Sunday, August 29, 2010

Off the Record: An Oral History of Popular Music

Imagine that you have been invited to a huge party, and when you get there everyone is a somebody... a Somebody in the history of pop music. Who do you talk to first? Do you walk around looking for your favorites first? Or do you just saunter around talking with whoever you run into next?

That's what it's like to pick up the book Off the Record: An Oral History of Popular Music.

Obviously a party like that can only be assembled by someone with connections. In this case the author is Joe Smith, who happened to be president and CEO of Capitol Industries-EMI (the same ones who signed the Beatles, Dylan and so many more.) Before this he had been president of Warner Bros./Reprise and Elektra. A Yale grad who became a popular and successful disc jockey, Smith seems like just the right guy to gather all these other pop celebs under one roof.

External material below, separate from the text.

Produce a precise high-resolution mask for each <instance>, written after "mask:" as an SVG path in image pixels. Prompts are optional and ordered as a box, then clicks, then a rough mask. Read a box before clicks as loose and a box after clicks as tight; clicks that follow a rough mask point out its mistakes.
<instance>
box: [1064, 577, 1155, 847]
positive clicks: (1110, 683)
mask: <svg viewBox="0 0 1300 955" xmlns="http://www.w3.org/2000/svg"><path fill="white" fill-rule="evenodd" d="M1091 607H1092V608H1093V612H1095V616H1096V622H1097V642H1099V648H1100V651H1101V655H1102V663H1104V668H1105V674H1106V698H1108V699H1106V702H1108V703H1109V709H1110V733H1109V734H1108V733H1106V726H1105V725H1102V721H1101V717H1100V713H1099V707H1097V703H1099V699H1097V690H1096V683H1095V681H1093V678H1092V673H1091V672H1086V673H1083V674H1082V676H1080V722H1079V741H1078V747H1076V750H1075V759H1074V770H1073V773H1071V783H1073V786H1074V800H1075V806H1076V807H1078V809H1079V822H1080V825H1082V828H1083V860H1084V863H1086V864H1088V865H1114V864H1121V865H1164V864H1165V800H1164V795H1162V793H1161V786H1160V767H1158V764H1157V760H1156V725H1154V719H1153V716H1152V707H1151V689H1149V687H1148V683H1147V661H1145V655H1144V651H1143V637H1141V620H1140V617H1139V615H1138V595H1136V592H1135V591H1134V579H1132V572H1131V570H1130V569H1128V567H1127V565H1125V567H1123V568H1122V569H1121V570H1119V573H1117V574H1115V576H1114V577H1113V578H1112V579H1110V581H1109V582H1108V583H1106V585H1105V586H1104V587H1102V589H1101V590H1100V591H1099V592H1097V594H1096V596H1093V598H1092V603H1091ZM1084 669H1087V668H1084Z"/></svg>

The book is handled just right. There are no long interviews. Like the party, you can bounce around for a brief spell with Tom Petty, then George Harrison, Little Richard, Ray Charles. Over here is Dylan and is that Yoko Ono? Oh yes, talking with Joni Mitchell, Phil Collins and Ella Fitzgerald. Joan Baez, Robert Plant and James Taylor seem to be enjoying themselves over there with Tina Turner and David Bowie. Then you see the jazz guys, Lionel Hampton, Stan Getz and Dave Brubeck staring out the window onto the lawn where Quincy Jones is listening to Robbie Krieger, Mary Travers, Frankie Valli, Al Kooper and Herbie Hancock. Donovan pensively listens to John Fogerty and David Lee Roth. Judy Collins seems to be reminiscing with Graham Nash and Stephen Stills. I Lou Rawls and Tom Petty can't seem to get enough of Henry Mancini.

O.K., you get the picture. And the stories they tell are fascinating because pop culture has played a role in all of our lives.

My bedtime reading ended with Mike Nesmith talking about the Monkees. They were not a music group, they were characters on a television show. The purpose of the show was not to end up with hit records, he says. But one day they're driving along in the car and hear that their song Last Train to Clarksville is #2 on the national charts. Nesmith says the very notion of it was bizarre. Suddenly everything changed.

The Monkees were shipped to London to prepare for a road tour as a music group, but they weren't really sure about how they really felt, nevertheless they followed through. One strange quirk about the tour was having Jimi Hendrix open for them. Mickey Dolenz had heard Hendrix in a London club and made the recommendation, which Nesmith off handedly thought was O.K., sight and sound unseen. When they arrive in Raleigh, North Carolina, to do their first gig, the Hendrix trio is mind blowing, even in appearance, but the teeny bopper screamers are there only for one purpose, and it's not the Experience of Jimi Hendrix.

Nesmith says he disguised himself and went into the crowd to snatch a listen. He'd never heard anything like it. "It was the most exhilarating, the most majestic, the most entertaining, the most fulfilling music I'd ever heard," said Nesmith.

But the mismatch was self-evident and after eight gigs Jimi had had it. The girls were chanting, "We want the Monkees," and in the middle of a song the most incredible guitar player of a generation left the stage in the middle of a song, disgusted.

For the record, this book offers a lot. It's real, it's intimate, up close and personal. Recommended.